Die FDP tritt gegen jede Form von Protektionismus im internationalen Handel ein. Dazu gehören gesetzliche oder politische Aufforderungen, nationale Produkte zu kaufen, den Wettbewerb verzerrende Beihilfen sowie alle Formen der Abschottung von Märkten. (Deutschlandprogramm, S. 72)

Programmatisch hat die FDP die Chance, eine wirkliche Verbesserung in der Entwicklungspolitik zu erreichen; der Koalitionsvertrag entspricht in den entsprechenden Punkten auch sehr umfassend den FDP-Plänen.
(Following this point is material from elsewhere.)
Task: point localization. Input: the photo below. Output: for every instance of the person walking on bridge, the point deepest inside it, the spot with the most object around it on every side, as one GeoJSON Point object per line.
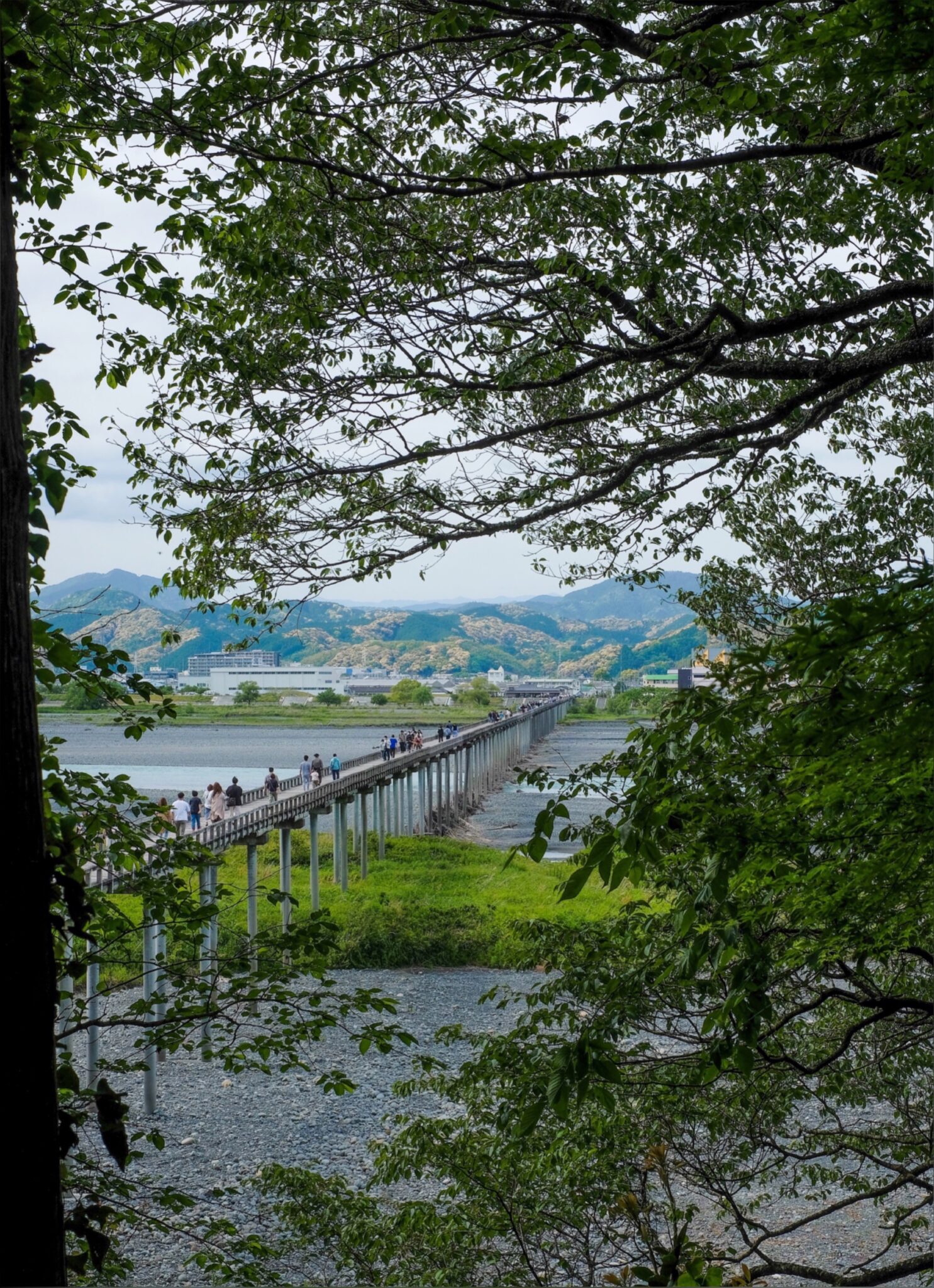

Freilich: Zu einer wirklich liberalen Entwicklungspolitik fehlt noch die Kritik an Pharma-, Bio- und insbesondere Saatgutpatenten und überhaupt an »geistigem Eigentum« – das ist aber von der FDP zur Zeit auf keinem Gebiet zu erhoffen. Und schließlich ist es eine Kärrnerarbeit, wirksame Entwicklungspolitik durchzusetzen, gerade gegen eine CSU-Agrarministerin (und wohl auch gegen den Kammerzwangfreund und Weinprotektionisten Brüderle): Millionenschwere Almosen bringen eine bessere Presse als ein Ende des europäischen Landwirtschaftsprotektionismus.

Vielleicht braucht es dazu einen schmerzfreien Haudrauf wie Dirk Niebel.

5 Gedanken zu „Niebel? Entwicklung? Gar nicht mal so doof“

  1. Hallo Felix,

    ich finde Deinen Beitrag sehr gut! Allerdings möchte ich behaupten, dass die Ansätze, die Du oben als die der FDP nennst, durchaus schon praktiziert bzw. eingeführt werden in der EZ. Nicht mehr “Wir geben Geld und schicken Leute hin, die das machen!” sondern es gibt schon viele PPPs (Public-Private Partnerships), die auf die Eigenständigkeit der Leute vor Ort abzielt.
    Ein spannender Schritt ist es allemal, Dirk Niebel auf diesen Posten zu setzen. Ich hoffe, ich bekomm ihn noch “aktiv” mit…

    Grüßle aus Bonn
    Gabi

    1. Revolutionär ist sicher nicht, was die FDP in ihrem Programm stehen hat. Ich sehe aber die Chance, daß einige Fehlentwicklungen jetzt vorurteilsfreier angegangen werden können und nötige Reformen, die bisher nicht durchgezogen werden konnten, einen neuen Schub bekommen. Sehr interessant fand ich dazu den SWR2-Podcast, den ich auch im Artikel verlinkt habe: Brücken ins Nichts – Wie deutsche Entwicklungspolitik ihr Ziel verfehlt.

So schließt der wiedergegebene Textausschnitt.